We will be adding more tools over time.
Completeness
Zero returns whatever data it has on the client immediately for a query, then falls back to the server for any missing data. Sometimes it's useful to know the difference between these two types of results. To do so, use the result
from useQuery
:
const [issues, issuesResult] = useQuery(z.query.issue);
if (issueResult.type === 'complete') {
console.log('All data is present');
} else {
console.log('Some data is missing');
}
The possible values of result.type
are currently complete
and unknown
.
The complete
value is currently only returned when Zero has received the server result. But in the future, Zero will be able to return this result type when it knows that all possible data for this query is already available locally. Additionally, we plan to add a prefix
result for when the data is known to be a prefix of the complete result. See Consistency for more information.
Preloading
Almost all Zero apps will want to preload some data in order to maximize the “local-first” feel of instantaneous UI transitions.
In Zero, preloading is done via queries – the same queries you use in the UI and for auth.
However, because preload queries are usually much larger than a screenful of UI, Zero provides a special preload()
helper to avoid the overhead of materializing the result into JS objects:
// Preload the first 1k issues + their creator, assignee, labels, and
// the view state for the active user.
//
// There's no need to render this data, so we don't use `useQuery()`:
// this avoids the overhead of pulling all this data into JS objects.
z.query.issue
.related('creator')
.related('assignee')
.related('labels')
.related('viewState', q => q.where('userID', z.userID).one())
.orderBy('created', 'desc')
.limit(1000)
.preload();
Running Queries Once
Usually subscribing to a query is what you want in a reactive UI but every so often running a query once is all that’s needed.
const results = z.query.issue.where('foo', 'bar').run();
Consistency
Zero always syncs a consistent partial replica of the backend database to the client. This avoids many common consistency issues that come up in classic web applications. But there are still some consistency issues to be aware of when using Zero.

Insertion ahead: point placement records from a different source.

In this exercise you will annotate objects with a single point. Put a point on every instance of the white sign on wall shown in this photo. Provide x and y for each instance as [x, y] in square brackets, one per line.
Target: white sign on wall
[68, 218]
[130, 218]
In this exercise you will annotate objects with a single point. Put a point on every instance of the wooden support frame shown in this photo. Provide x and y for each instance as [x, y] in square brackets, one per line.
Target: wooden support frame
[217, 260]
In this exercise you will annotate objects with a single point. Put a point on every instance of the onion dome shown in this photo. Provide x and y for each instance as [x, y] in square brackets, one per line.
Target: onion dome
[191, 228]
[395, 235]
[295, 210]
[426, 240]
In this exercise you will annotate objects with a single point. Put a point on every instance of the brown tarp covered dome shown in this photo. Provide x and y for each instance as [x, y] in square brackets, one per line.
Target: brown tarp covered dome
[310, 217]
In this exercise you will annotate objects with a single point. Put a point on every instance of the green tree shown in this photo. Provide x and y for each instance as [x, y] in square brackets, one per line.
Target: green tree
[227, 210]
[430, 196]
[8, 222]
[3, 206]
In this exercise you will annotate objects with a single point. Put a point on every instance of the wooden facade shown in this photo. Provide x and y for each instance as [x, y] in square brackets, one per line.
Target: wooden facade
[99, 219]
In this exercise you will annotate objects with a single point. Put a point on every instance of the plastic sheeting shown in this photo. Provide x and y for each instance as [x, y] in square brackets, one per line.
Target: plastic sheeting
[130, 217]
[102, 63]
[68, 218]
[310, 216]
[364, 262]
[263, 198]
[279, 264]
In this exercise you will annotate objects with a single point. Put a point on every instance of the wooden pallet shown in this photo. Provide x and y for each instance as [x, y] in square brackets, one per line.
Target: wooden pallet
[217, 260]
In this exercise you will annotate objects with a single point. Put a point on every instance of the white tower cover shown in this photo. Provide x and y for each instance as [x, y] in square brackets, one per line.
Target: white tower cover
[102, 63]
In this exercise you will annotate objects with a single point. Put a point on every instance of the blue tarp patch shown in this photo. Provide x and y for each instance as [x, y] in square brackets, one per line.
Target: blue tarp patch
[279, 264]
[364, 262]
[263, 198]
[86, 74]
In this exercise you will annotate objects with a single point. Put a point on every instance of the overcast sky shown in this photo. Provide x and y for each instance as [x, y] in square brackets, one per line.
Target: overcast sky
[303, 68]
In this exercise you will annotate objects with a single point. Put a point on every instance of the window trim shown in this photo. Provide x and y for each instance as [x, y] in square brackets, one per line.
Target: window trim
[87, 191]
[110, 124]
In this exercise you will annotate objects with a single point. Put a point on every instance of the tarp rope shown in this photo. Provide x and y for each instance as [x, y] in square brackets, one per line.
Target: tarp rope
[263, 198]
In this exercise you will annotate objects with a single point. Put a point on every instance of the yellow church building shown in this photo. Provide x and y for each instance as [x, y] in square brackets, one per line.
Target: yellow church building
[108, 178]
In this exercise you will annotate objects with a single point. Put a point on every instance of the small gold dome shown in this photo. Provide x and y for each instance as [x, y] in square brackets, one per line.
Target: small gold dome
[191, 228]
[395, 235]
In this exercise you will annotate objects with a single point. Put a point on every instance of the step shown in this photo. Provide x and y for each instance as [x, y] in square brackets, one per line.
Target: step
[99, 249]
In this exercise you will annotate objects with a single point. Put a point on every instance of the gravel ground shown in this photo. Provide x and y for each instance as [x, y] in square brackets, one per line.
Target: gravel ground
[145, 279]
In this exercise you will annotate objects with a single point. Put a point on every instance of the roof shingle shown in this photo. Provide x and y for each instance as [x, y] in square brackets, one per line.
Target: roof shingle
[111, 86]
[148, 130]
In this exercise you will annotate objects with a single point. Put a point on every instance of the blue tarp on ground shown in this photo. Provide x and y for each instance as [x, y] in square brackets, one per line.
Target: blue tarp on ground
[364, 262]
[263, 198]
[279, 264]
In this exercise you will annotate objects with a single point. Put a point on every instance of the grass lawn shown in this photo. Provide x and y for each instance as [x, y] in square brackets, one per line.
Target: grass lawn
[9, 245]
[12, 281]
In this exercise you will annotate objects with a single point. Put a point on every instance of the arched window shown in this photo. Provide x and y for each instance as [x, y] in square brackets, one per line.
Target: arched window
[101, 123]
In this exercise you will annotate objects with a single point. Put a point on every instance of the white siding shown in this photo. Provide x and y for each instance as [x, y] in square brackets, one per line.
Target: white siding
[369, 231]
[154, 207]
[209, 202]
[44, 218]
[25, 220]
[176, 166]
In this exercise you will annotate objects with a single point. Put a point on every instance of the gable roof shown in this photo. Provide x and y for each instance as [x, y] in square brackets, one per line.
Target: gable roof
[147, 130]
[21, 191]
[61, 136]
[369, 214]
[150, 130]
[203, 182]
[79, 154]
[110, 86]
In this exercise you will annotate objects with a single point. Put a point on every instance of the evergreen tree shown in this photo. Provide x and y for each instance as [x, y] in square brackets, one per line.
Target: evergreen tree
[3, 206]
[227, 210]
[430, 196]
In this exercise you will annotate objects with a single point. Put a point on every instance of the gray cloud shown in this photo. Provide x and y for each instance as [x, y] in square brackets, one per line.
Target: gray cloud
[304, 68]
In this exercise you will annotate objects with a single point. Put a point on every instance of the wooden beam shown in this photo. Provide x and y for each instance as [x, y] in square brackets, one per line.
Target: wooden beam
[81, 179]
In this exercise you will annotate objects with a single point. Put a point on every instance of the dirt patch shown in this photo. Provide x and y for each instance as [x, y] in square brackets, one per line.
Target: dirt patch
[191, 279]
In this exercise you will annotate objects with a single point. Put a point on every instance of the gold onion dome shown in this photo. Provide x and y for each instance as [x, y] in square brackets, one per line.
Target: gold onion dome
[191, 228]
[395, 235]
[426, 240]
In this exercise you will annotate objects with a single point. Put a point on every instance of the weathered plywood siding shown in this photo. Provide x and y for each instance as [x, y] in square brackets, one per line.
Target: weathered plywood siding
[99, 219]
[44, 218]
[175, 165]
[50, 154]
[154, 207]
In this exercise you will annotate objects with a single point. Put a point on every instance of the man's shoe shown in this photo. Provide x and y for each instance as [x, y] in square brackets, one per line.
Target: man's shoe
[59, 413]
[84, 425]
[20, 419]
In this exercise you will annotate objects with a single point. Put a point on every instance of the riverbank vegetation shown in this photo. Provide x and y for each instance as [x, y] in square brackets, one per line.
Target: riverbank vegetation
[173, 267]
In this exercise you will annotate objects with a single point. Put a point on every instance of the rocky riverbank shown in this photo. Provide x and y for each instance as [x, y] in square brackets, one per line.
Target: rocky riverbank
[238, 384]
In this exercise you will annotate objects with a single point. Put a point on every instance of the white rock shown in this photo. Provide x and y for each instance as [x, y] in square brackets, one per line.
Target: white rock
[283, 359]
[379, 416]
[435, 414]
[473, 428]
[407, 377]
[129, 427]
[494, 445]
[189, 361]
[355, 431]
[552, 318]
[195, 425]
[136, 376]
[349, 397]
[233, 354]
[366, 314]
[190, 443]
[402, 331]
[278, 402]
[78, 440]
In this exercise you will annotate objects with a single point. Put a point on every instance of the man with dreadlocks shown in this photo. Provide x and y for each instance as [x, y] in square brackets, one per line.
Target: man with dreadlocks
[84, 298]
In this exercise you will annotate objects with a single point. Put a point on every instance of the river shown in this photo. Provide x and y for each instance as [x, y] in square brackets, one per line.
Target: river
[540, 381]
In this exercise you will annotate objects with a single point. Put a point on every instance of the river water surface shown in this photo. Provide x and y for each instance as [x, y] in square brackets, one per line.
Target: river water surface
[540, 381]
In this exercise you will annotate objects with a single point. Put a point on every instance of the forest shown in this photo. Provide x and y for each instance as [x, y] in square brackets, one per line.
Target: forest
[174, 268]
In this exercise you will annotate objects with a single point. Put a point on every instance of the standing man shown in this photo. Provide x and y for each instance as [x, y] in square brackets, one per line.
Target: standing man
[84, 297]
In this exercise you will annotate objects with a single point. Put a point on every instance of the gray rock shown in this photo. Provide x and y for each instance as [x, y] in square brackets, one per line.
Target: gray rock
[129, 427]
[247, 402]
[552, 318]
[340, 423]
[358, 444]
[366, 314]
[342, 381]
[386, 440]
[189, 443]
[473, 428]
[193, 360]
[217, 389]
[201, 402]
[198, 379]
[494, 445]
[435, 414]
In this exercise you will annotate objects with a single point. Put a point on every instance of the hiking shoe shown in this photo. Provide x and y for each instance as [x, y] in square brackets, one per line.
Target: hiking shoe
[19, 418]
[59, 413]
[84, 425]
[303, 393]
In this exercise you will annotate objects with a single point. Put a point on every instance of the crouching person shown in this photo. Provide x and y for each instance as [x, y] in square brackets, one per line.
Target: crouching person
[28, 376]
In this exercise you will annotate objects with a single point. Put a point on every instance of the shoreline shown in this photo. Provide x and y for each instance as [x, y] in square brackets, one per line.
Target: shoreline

For example, imagine that you have a bug database w/ 10k issues. You preload the first 1k issues sorted by created.
The user then does a query of issues assigned to themselves, sorted by created. Among the 1k issues that were preloaded imagine 100 are found that match the query. Since the data we preloaded is in the same order as this query, we are guaranteed that any local results found will be a prefix of the server results.
The UX that result is nice: the user will see initial results to the query instantly. If more results are found server-side, those results are guaranteed to sort below the local results. There's no shuffling of results when the server response comes in.
Now imagine that the user switches the sort to ‘sort by modified’. This new query will run locally, and will again find some local matches. But it is now unlikely that the local results found are a prefix of the server results. When the server result comes in, the user will probably see the results shuffle around.
To avoid this annoying effect, what you should do in this example is also preload the first 1k issues sorted by modified desc. In general for any query shape you intend to do, you should preload the first n
results for that query shape with no filters, in each sort you intend to use.
In the future, we will be implementing a consistency model that fixes these issues automatically. We will prevent Zero from returning local data when that data is not known to be a prefix of the server result. Once the consistency model is implemented, preloading can be thought of as purely a performance thing, and not required to avoid unsightly flickering.